We will demonstrate how to use the filterFeatures()
function to perform quality assessment and filtering on both the
faahko
and res
variables defined above. The
filter
argument can accommodate various types of input,
each determining the specific type of quality assessment and filtering
to be performed.
The RsdFilter
enable users to filter features based on
their relative standard deviation (coefficient of variation) for a
specified threshold
. It is recommended to base the
computation on quality control (QC) samples, as demonstrated below:
# Set up parameters for RsdFilter
rsd_filter <- RsdFilter(threshold = 0.3,
qcIndex = sampleData(faahko)$sample_type == "QC")
# Apply the filter to faakho object
filtered_faahko <- filterFeatures(object = faahko, filter = rsd_filter)
## 255 features were removed
# Now apply the same strategy to the res object
rsd_filter <- RsdFilter(threshold = 0.3, qcIndex = res$sample_type == "QC")
filtered_res <- filterFeatures(object = res, filter = rsd_filter, assay = "raw")
## 260 features were removed
All features with an RSD (CV) strictly larger than 0.3 in QC samples
were thus removed from the data set.
The DratioFilter
can be used to filter features based on
the D-ratio or dispersion ratio, which compares the standard
deviation in QC samples to that in study samples.
# Set up parameters for DratioFilter
dratio_filter <- DratioFilter(
threshold = 0.5,
qcIndex = sampleData(filtered_faahko)$sample_type == "QC",
studyIndex = sampleData(filtered_faahko)$sample_type == "study")
# Apply the filter to faahko object
filtered_faakho <- filterFeatures(object = filtered_faahko,
filter = dratio_filter)
## 38 features were removed
# Now same but for the res object
dratio_filter <- DratioFilter(
threshold = 0.5,
qcIndex = filtered_res$sample_type == "QC",
studyIndex = filtered_res$sample_type == "study")
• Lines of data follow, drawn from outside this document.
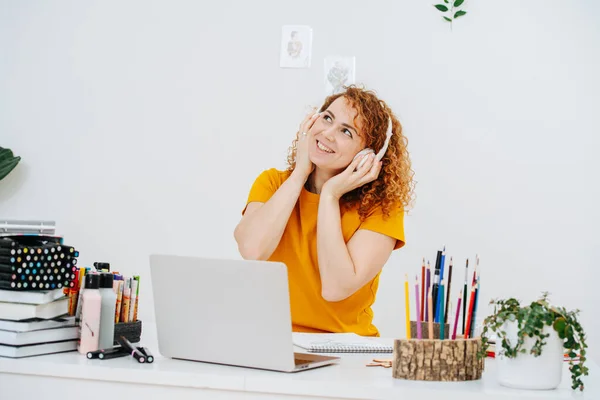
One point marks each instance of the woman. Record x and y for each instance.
(332, 221)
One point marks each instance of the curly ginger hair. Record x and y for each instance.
(394, 185)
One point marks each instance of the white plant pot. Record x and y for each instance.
(527, 371)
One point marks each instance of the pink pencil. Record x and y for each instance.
(419, 336)
(456, 317)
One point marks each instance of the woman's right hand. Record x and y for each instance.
(305, 139)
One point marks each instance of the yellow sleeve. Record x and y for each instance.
(392, 226)
(265, 185)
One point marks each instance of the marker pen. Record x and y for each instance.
(146, 352)
(138, 355)
(114, 354)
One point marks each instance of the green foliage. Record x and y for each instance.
(8, 162)
(452, 12)
(531, 321)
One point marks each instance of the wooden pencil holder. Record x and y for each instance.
(437, 360)
(425, 330)
(131, 330)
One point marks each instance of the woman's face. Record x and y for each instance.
(337, 138)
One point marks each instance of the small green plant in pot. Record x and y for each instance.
(8, 162)
(532, 340)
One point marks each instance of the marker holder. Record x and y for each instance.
(437, 360)
(131, 330)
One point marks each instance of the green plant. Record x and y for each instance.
(451, 11)
(8, 162)
(531, 320)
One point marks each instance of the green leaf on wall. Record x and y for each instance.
(7, 162)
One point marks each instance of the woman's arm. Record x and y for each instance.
(346, 268)
(262, 225)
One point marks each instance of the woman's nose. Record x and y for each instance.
(329, 133)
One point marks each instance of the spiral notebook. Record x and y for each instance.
(339, 343)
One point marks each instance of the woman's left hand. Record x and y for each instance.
(349, 179)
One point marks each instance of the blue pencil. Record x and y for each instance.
(441, 296)
(437, 309)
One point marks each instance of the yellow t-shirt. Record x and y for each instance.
(298, 251)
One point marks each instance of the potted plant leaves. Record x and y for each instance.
(8, 162)
(533, 341)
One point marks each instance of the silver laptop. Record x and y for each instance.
(232, 312)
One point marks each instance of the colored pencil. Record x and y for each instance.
(430, 313)
(427, 285)
(456, 316)
(465, 294)
(474, 322)
(469, 312)
(436, 283)
(422, 288)
(448, 291)
(441, 305)
(407, 307)
(418, 308)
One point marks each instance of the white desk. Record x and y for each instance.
(71, 376)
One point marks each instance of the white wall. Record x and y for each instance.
(142, 125)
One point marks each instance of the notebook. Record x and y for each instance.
(339, 343)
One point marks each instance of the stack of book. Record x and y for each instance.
(34, 323)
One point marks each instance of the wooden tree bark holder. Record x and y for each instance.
(437, 360)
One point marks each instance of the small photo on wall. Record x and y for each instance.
(339, 72)
(296, 46)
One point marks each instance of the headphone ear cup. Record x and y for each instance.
(364, 151)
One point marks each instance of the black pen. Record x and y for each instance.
(138, 355)
(96, 353)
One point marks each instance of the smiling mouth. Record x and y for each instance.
(324, 148)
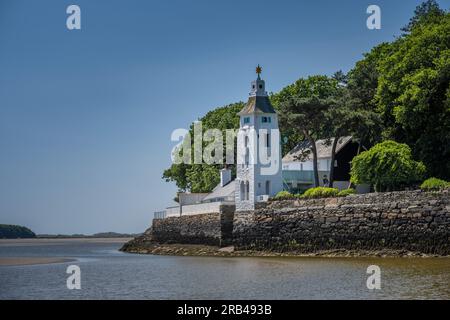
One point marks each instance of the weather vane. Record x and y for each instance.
(258, 70)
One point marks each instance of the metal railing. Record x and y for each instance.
(159, 215)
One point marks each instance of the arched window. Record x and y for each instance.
(267, 186)
(247, 190)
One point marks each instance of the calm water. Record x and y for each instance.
(109, 274)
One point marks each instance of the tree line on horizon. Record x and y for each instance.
(399, 92)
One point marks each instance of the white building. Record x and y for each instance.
(256, 179)
(258, 129)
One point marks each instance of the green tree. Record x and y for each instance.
(426, 12)
(387, 166)
(303, 107)
(413, 93)
(204, 177)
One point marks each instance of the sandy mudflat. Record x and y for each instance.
(22, 261)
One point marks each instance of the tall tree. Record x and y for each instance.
(302, 108)
(306, 114)
(426, 12)
(413, 93)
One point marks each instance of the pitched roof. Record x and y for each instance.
(221, 192)
(323, 149)
(257, 104)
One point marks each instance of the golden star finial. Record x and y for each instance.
(258, 70)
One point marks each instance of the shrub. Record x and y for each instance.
(387, 166)
(320, 192)
(284, 195)
(346, 192)
(434, 184)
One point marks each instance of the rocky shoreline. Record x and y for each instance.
(141, 246)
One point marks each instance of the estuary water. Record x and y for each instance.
(107, 273)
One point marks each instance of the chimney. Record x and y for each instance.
(225, 176)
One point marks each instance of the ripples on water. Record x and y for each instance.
(109, 274)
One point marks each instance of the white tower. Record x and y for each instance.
(259, 154)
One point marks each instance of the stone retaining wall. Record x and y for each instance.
(410, 220)
(206, 228)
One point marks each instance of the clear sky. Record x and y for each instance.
(86, 115)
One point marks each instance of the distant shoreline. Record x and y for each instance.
(56, 241)
(213, 251)
(28, 261)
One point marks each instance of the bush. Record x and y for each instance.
(320, 192)
(8, 231)
(434, 184)
(387, 166)
(346, 192)
(284, 195)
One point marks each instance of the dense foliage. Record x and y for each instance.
(9, 231)
(320, 192)
(346, 192)
(434, 184)
(387, 166)
(204, 177)
(399, 91)
(284, 195)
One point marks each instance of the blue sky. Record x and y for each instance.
(86, 115)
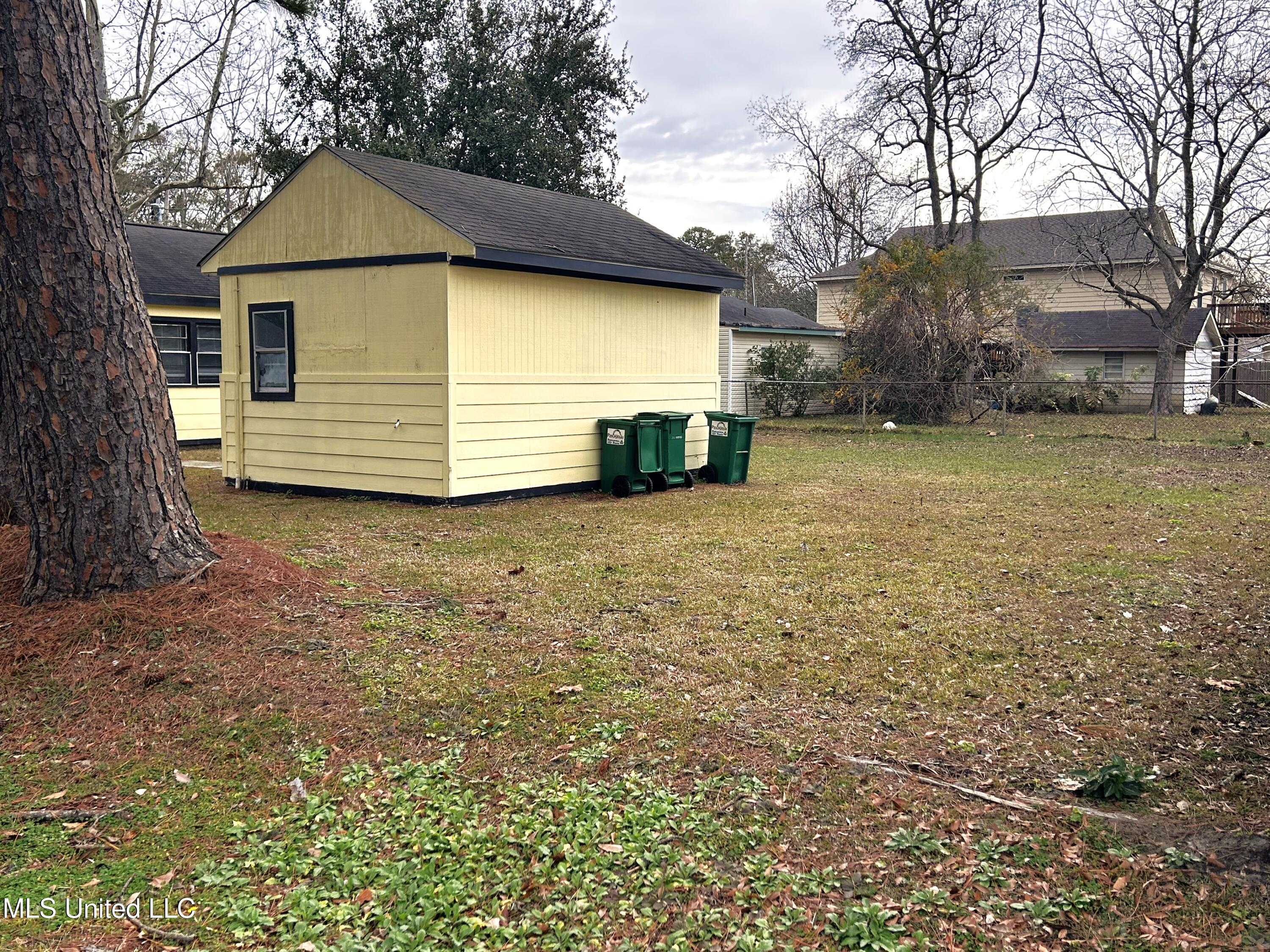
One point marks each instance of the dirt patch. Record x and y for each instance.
(257, 635)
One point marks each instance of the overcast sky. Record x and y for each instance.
(689, 154)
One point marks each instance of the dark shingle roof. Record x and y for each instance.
(510, 217)
(734, 313)
(1105, 330)
(167, 262)
(1042, 240)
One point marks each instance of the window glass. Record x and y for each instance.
(1113, 366)
(209, 358)
(174, 351)
(271, 371)
(271, 330)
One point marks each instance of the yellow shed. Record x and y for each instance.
(399, 329)
(185, 309)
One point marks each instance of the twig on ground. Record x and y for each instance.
(181, 938)
(197, 572)
(68, 815)
(933, 782)
(1030, 805)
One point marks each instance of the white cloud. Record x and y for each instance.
(690, 155)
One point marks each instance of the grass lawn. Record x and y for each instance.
(586, 723)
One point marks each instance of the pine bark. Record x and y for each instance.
(96, 466)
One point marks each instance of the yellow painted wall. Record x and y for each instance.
(329, 210)
(370, 408)
(196, 410)
(536, 360)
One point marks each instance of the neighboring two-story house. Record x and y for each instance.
(1081, 319)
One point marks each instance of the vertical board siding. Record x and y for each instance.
(538, 360)
(329, 210)
(370, 408)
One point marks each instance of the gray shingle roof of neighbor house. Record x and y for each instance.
(1105, 330)
(167, 262)
(1044, 240)
(734, 313)
(520, 226)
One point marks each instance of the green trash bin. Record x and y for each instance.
(731, 437)
(630, 455)
(674, 427)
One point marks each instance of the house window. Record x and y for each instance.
(273, 352)
(190, 351)
(207, 357)
(174, 352)
(1113, 365)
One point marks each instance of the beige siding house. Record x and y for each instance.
(185, 309)
(1081, 319)
(745, 329)
(399, 329)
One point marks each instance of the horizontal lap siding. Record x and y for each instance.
(538, 360)
(745, 398)
(196, 412)
(347, 436)
(370, 386)
(524, 436)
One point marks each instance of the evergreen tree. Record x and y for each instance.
(521, 91)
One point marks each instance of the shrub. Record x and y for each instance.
(1114, 781)
(784, 362)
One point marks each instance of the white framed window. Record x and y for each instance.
(1113, 365)
(207, 357)
(174, 353)
(273, 351)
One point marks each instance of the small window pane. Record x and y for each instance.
(271, 372)
(271, 329)
(1113, 366)
(209, 338)
(176, 366)
(209, 369)
(171, 337)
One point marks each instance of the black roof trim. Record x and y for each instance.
(604, 271)
(182, 300)
(331, 263)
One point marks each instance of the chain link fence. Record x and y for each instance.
(1188, 412)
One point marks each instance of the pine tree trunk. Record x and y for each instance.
(86, 402)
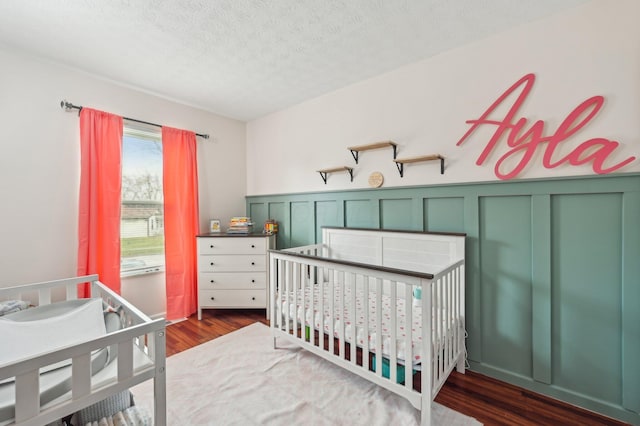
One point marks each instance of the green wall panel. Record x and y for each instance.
(327, 214)
(259, 212)
(505, 244)
(552, 273)
(586, 253)
(361, 214)
(444, 214)
(301, 215)
(396, 214)
(277, 213)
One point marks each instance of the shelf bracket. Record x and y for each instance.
(354, 153)
(325, 172)
(400, 163)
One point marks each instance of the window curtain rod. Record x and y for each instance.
(68, 106)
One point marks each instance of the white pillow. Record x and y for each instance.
(26, 338)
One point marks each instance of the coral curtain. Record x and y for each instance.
(181, 222)
(99, 209)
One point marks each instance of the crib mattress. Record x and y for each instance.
(358, 318)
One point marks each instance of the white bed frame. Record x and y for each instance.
(140, 336)
(383, 262)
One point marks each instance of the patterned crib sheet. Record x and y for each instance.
(358, 318)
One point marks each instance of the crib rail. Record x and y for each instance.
(139, 332)
(297, 282)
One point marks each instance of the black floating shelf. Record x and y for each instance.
(325, 172)
(401, 162)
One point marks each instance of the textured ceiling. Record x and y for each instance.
(246, 58)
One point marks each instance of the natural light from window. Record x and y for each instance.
(142, 215)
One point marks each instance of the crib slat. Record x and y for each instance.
(378, 313)
(393, 349)
(365, 325)
(125, 360)
(341, 336)
(321, 298)
(81, 375)
(288, 292)
(408, 338)
(332, 312)
(296, 284)
(354, 317)
(27, 395)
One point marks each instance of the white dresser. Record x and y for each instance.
(233, 271)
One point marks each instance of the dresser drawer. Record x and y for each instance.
(232, 245)
(239, 263)
(233, 298)
(232, 280)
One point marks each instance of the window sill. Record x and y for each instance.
(142, 271)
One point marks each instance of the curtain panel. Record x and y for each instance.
(99, 204)
(181, 221)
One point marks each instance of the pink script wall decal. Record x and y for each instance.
(524, 142)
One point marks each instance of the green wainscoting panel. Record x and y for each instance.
(396, 214)
(258, 213)
(328, 213)
(631, 301)
(301, 216)
(552, 273)
(586, 303)
(444, 214)
(505, 282)
(541, 287)
(361, 214)
(473, 307)
(278, 210)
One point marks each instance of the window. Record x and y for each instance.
(142, 215)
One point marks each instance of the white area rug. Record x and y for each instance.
(239, 379)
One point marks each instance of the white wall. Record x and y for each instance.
(39, 167)
(591, 50)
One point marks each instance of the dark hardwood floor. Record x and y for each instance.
(490, 401)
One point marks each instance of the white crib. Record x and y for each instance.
(139, 344)
(361, 286)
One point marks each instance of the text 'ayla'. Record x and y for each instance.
(524, 142)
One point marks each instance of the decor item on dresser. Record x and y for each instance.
(240, 225)
(214, 225)
(350, 301)
(70, 356)
(270, 227)
(233, 270)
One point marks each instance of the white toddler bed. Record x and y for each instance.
(81, 368)
(387, 291)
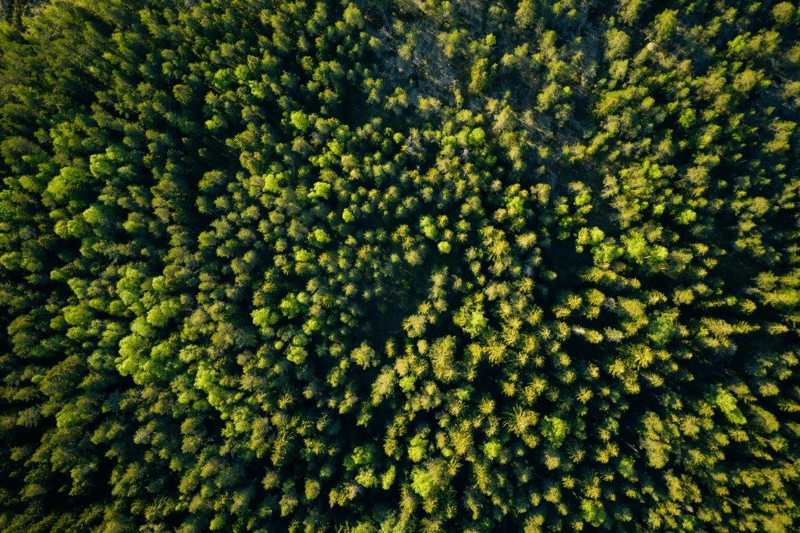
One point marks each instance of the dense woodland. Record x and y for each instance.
(399, 265)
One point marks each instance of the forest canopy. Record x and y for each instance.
(399, 265)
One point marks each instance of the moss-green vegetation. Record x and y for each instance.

filtered_res <- filterFeatures(object = filtered_res,
filter = dratio_filter)
## 38 features were removed
All features with an D-ratio strictly larger than 0.5 were thus
removed from the data set.
The PercentMissingFilter
allows to filter features based
on the percentage of missing values for each feature. This function
takes as an input the parameter f
which is supposed to be a
vector of length equal to the length of the object (i.e. number of
samples) with the sample type for each. The function then computes the
percentage of missing values per sample groups and filters features
based on this. Features with a percent of missing values larger than the
threshold in all sample groups will be removed. Another option is to
base this quality assessment and filtering only on QC samples.
Both examples are shown below:
# To set up parameter `f` to filter only based on QC samples
f <- sampleData(filtered_faakho)$sample_type
f[f != "QC"] <- NA
# To set up parameter `f` to filter per sample type excluding QC samples
f <- sampleData(filtered_faakho)$sample_type
f[f == "QC"] <- NA
missing_filter <- PercentMissingFilter(threshold = 30,
f = f)
# Apply the filter to faakho object
filtered_faakho <- filterFeatures(object = filtered_faakho,
filter = missing_filter)
## 0 features were removed
# Apply the filter to res object
missing_filter <- PercentMissingFilter(threshold = 30,
f = f)
filtered_res <- filterFeatures(object = filtered_res,
filter = missing_filter)
## 0 features were removed
Here, no feature was removed, meaning that all the features had less
than 30% of NA
values in at least one of the sample
type.
Although not directly relevant to this experiment, the
BlankFlag
filter can be used to flag features based on the
intensity relationship between blank and QC samples. More information
can be found in the documentation of the filter:
# Retrieve documentation for the main function and the specific filter.
?filterFeatures
## Help on topic 'filterFeatures' was found in the following packages:
##
## Package Library
## ProtGenerics /github/workspace/pkglib
## xcms /tmp/RtmpZbTRlf/Rinst7f3833a859ef
## QFeatures /github/workspace/pkglib
##
##
## Using the first match ...
Normalization
Normalizing features’ signal intensities is required, but at present
not (yet) supported in xcms
(some methods might be added in
near future). It is advised to use the SummarizedExperiment
returned by the quantify()
method for any further data
processing, as this type of object stores feature definitions, sample
annotations as well as feature abundances in the same object. For the
identification of e.g. features with significant different
intensities/abundances it is suggested to use functionality provided in
other R packages, such as Bioconductor’s excellent limma
package.
Alignment to an external reference dataset
In certain experiments, aligning two different datasets is necessary.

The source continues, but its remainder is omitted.